Christian opinions about the new Darren Aronofsky film 'Noah' run the gamut, and the contrast among the views seems to be helping the movie off to a strong start at the box office.
You don't have to visit too many websites or flip through many magazines before your find someone's take on the big budget, blockbuster Noah. The movie started last Friday and is already number one in ticket sales. If you are a Christian, then you can also find more than one of your fellow believers willing to share their opinion, too. But don't expect all among the Body to see it the same way.
Just two days ago, well known creationist Ken Ham called the movie an unbiblical fable, while others, like Christian writer and media consultant Phil Cooke, don't take issue with the movie, at all.
Ham, doesn't mince words when it comes to his opinion.
"It may be the worst film I have ever seen," he writes, in an opinion he shared with Time magazine.
Ham had trouble with the liberties the filmmakers took with the telling of the story.
"Except for some of the names - like those of Noah, his sons and Methuselah - hardly any remnant of the Bible's account of the flood in Genesis 6-9 is recognizable in the movie," Ham said.
Phil Cooke thinks this perspective is misguided, and pokes fun at it in a satirical piece he shared on his website titled, 'The Noah movie opens today: Christians, run for the hills."
"It's good so many of us agree that there are no grey areas, no room for interpretation, no room for hits or misses, and more than anything, no room for a non-Christian to look at a Bible story and share his or her perspective. I truly worry how God will defend himself without us," Cooke joked.
For his part, Ham seems to think that the movie amounts to not much more than environmentalist propaganda, and thinks that some of the parts that he sees as misrepresentations could do harm to those who believe it, especially those not overly familiar with the scriptural telling of the story,
Darren Aronofsky, the film's director has gone of the record saying that he purposefully had to take the liberties, because the account in the bible is short and didn't give him a lot to build on, and he was trying to make the story relatable.

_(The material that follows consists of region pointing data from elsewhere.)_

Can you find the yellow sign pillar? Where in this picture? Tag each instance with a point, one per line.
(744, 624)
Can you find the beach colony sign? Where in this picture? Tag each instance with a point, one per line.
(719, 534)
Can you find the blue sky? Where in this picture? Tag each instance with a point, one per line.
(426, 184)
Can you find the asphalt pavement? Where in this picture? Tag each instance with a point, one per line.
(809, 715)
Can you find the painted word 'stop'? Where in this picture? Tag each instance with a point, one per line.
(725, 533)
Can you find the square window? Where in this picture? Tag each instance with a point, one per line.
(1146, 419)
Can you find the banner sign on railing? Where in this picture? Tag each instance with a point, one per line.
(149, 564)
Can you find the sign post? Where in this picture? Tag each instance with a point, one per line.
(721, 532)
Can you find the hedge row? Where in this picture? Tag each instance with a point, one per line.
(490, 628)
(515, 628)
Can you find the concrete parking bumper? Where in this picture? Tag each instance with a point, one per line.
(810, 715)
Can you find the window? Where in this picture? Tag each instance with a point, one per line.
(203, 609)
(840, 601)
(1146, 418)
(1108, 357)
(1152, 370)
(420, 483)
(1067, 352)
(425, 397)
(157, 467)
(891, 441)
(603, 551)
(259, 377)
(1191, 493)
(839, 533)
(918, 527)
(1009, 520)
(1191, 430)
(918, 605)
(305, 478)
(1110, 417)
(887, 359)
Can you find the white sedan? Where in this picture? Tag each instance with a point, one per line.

Cooke doesn't have a problem with that, and respects the creative license Aronofsky took. In fact, he seems to think that is good, and adds to the effectiveness of the story to reach people.
"So the filmmakers added to the story," he writes in another article on his website. "And honestly, there are "extra-Biblical" elements in the film."
He points out that he would not have added these elements if he were in charge, but he doesn't count it against Aronofsky for doing so,
He says that the movie opened his mind to parts of the bible that are left unexposed, and he appreciated that. He likened it to a Flannery O'Connor story.
" In this version, the filmmakers made Noah a complex character,' he writes, "and helped me see possibilities I'd never considered for how details in the story could have happened. This isn't the Sunday School sanitized version of the story, and for that I'm grateful."
Ham, however, did not find this perspective amusing or enlightening. In fact, he found it dangerous.
"It grossly distorts the Genesis account of the creation and the flood and totally denigrates the godly character of the Noah of the Bible," he said. 'In good conscience, we can't encourage this strategy of evangelism."
Cooke says we should appreciate the film because, afterall we have been asking Hollywood for biblical movies for over a decade now, whereas Ham believes this film is going to make it tougher to market bible-based movies to Christians.
Obviously all the numbers are not in yet, and it would be hard to figure how much of this total represents Christian viewers, but many estimate the movie has already brought in around $95 million at the box office.